Two eggs on a counter
waiting to feed my morning belly
nothing extraordinary in this daily routine


sun peeks through the window

just a ray
just a touch

two eggs on the counter
rivaling Vermeer

just being
just communing with the sun

on a ordinary day
nothing extraordinary



Hour Ten: What is Love?

What is Love?

Nib. Nibs.

If you know, you know.



(I needed a break. My butt hurts and I want to finish strong in the half marathon. See, I can’t do the full marathon anymore. Hee. Hee.)

Hour Nine: Pockets


In the bucket
under the carport
is a lightbulb.

She placed it there
so she wouldn’t forget.

In her jacket pocket
she kept a jar of “cinnomen”
as she called it, this woman from the bayou,
to keep away “the bad.”

In the other pocket we found
a shrivel up beet.

And the hole in the elbow
of her jacket was a testament
of her everyday ceremony,
drinking her coffee
on the porch
with her elbow
on the arm
of the wooden rocker her
grandfather made
and no one ever

She told us stories of elk
in the meadow where she
moved to raise her children.

They said it was a tremor
that took her.

And in the quiet
as I drink my coffee
leaning on the arm of
the rocker my great grandpa
crafted and no one ever refinished,
I feel her hugs,
this woman of the bayou,
in the jacket I wear with the
shriveled beet and the cinnomen
in the pockets.

Hour Eight: One Last Breath

When there is just one breath left may I remember the gentle night breeze under Moon’s gaze blessing me with tides to cleanse light to guide the way crickets near and coyote far even in the suburbs when there is one breath left may I remember your smile laughter the music you made in all ways possible and your kiss blessing us when there is just one breath left may I remember your soft fur and protection your playfulness and your insistence when there is one breath left may I remember your friendship and silliness when there is one breath left may I bravely graciously step into my next being having been filled here blessed here loved here and in my breath anew may I spread all that I have been because of you



Hour Seven: The Knitter’s Lament

The Knitter’s Lament

I followed the directions
with the promise of perfection,
rows counted and decreased,
and counted once again.

If I did what was written and if
I followed the directions,
It was guaranteed.
So I did.

Or I thought I did.
Increasing, decreasing,
I followed the directions.
I would do it all.

In the end it was its own.
Not what was promised, but lovely, still.
Somewhat like me, because that’s how
I followed the directions.

Hour Six: Possibility


Flat is an either or.
Round is possibility.

Flat is boring, stilted.
Round invites discovery.

In the straight and narrow
I am only aware of the musts,
the have tos,
the only way.

But in the round
I see a belly bursting with life.
I circle back to employ what I learned.
I come back, acknowledge my mistakes
and apologize.
I eat lucious gatherings from the Earth.

I ride the universe
on an orb of wonder.

Hour Five: Iron

I walked the line
along the tracks.
Two iron straights
connected by wooden slats.
The end would bring the answer
if I kept on the straight and narrow.

No turning back.
No veering off.
Just straight and narrow.

In the end, though, it was my hands,
not my feet,
that found the jewel.

At the end the answer
dug deep into the soil,
scratch and scraped,
fingernails chipped,
bones crooked from age.

Dug deep into the soil
to hold dear,
no matter the weight
or pain.

No judgements.
Just digging.
Then holding.
Not walking.
Deep and near.

Straight into the
iron of my heart.

Hour Four: Tilty

The loaves weren’t perfect
like the ones on Instagram.

Smooth, even
twins of one another.

One had a bump
on the corner.

The other,
a little tilty.


All came together
in ceremony
to create one.

one is one.
The other,

And nourish
just the same.

Hour Three: Patinated

He sits under lime green leaves , a sentry covered in armor.

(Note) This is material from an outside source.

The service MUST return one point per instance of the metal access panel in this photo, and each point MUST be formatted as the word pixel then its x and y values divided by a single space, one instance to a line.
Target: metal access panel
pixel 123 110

I expect him to protect me with his cast iron body and patinated shell.

His cold hard self still, not able to move in the shade.
Scented  lilac permeates the leeway.
Crickets call in the Moon.
My tongue reaches for the rain starting to fall.

He is just a decoration.

I wait for the air to quiet into gray.
and yet, Athena would shed her soul for Tritonis.

I saved my tongue for proper use. 

Did I ever want him to save me?
Certainly not a simp as a savior.

A garden lizard, hardened and stern
as my savior?


Say it isn’t so.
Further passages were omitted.